Bu anmanın sadece bir hatırlatma değil, aynı zamanda bir çözüm sürecinin başlangıcı olabileceği düşüncesi de katılımcılarda pekte yaygındı. Anma etkinliği, Türkiye’nin siyasi geleceği ve toplumsal uzlaşma adına umut verici bir adım olarak değerlendirildi. Önder’in hatırasını yaşatmak için düzenlenen bu anlamlı etkinlik, Meclis’in karmaşık siyasi yapısında bir araya gelinerek, barışın ne denli önemli olduğunu bir kez daha işaret etti.

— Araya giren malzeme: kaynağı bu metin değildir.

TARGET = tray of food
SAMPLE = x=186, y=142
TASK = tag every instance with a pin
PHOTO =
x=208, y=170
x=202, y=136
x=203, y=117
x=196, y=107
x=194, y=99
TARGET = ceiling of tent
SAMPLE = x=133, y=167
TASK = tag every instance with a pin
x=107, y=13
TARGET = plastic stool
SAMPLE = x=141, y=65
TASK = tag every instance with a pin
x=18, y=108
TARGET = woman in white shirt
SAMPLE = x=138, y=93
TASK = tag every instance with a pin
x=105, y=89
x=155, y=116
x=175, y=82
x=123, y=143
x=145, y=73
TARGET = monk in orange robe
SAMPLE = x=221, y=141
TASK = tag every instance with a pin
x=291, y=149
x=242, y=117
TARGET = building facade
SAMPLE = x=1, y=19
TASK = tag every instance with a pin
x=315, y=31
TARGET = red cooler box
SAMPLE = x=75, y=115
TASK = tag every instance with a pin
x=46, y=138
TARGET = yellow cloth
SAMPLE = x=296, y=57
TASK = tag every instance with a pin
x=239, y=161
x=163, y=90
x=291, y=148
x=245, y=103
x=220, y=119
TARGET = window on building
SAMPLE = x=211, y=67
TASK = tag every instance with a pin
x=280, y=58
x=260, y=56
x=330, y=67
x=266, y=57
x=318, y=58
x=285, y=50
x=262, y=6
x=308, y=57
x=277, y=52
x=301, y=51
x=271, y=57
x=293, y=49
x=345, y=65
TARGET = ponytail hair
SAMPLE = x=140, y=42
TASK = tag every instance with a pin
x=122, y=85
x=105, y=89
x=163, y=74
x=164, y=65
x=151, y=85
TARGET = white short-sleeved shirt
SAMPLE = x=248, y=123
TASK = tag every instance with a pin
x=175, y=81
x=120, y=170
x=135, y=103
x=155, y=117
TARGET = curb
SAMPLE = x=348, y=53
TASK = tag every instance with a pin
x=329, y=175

Sonuç olarak, Sırrı Süreyya Önder anması, yalnızca bir kaybı değil, aynı zamanda geçmişten ders çıkararak geleceğe yönelik yeni bir vizyon oluşturmanın da bir simgesi oldu. Gelişmiş ve demokratik bir toplumun inşasında, siyasi figürlerin ve halkın birlikte hareket etmesinin öneminin altı çizildi. TBMM’deki bu anlamlı anma etkinliği, Türkiye’nin gerçek potansiyelini gerçekleştirmek için bir adım olarak kaydedildi.